Several cybersecurity companies have spotted campaigns that use coronavirus-themed emails to deliver malware, phishing attempts and scams.
The new coronavirus outbreak, which started in China, has made a lot of headlines recently and has caused global panic. Over 40,000 infections have been confirmed and the death toll has exceeded 1,000. The virus has been named 2019-nCoV and Covid-19.
Given the virus’s impact, it’s not surprising that cybercriminals and fraudsters have been leveraging the panic for their own gain. Alerts about cyber threats exploiting the coronavirus outbreak have been issued by several firms and new campaigns continue to emerge.
One new campaign, spotted by researchers at Proofpoint this week, leverages the potential disruptions caused by the coronavirus to global shipping. The attackers seem to target industries such as manufacturing, industrial, finance, transportation, pharmaceutical and cosmetic.
In this operation, cybercriminals believed to be located in Russia and Eastern Europe are sending out emails with specially crafted Word documents set up to exploit a Microsoft Office vulnerability discovered back in 2017. If the flaw is successfully exploited, a variant of the AZORult information-stealing malware is delivered.
The malicious emails warn potential victims about the impact of the coronavirus on the shipping industry.
Proofpoint and IBM reported in late January that they had observed malicious documents set up to deliver the notorious Emotet banking trojan. The operation has been attributed to a known cybercriminal group and it’s aimed at users in Japan.
Kaspersky has seen campaigns delivering malware via PDF, DOCX and MP4 files claiming to provide information on the new coronavirus. “The file names imply that they include virus protection instructions, current threat developments and even virus detection techniques,” Kaspersky said.
As for phishing campaigns, the most widely seen phishing emails purport to come from the World Health Organization (WHO) and the U.S. government’s Centers for Disease Control and Prevention (CDC).
The fake WHO emails, spotted by Sophos, claim to provide information on “safety measures regarding the spreading of corona virus.” The fake CDC emails, seen by AppRiver and KnowBe4, take it one step further and inform recipients that cases of the coronavirus have been confirmed in their city.

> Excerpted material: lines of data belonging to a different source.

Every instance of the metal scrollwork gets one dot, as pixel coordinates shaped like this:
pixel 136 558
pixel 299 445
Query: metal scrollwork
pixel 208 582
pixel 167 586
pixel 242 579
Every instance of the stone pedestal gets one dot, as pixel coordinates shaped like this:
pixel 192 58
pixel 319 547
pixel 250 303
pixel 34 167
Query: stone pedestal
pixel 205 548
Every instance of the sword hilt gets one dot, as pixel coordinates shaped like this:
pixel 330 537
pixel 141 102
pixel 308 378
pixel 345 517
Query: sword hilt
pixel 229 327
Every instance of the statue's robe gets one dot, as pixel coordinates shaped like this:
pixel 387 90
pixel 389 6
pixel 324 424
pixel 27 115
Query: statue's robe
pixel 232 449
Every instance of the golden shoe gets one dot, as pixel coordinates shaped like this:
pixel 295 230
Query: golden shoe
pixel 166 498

The links included in these emails take users to a webpage where they are asked to provide the username and password for their email account.
Malwarebytes has come across scam emails titled “URGENT: Coronavirus, Can we count on your support today?”. These messages ask recipients to make donations and direct them to an application through a link that appears to point to the website of Hong Kong’s Department of Health.
While the malicious emails and phishing websites are not particularly sophisticated or well designed, many users are still likely to take the bait, including from their work devices, which can cause serious problems for enterprises that don’t have efficient security systems in place.
Imperva has reported seeing a sharp increase in comment spam campaigns leveraging the coronavirus. The individuals behind these operations have been posting comments on various websites in an effort to lure users to bogus pharmacies and other shady websites.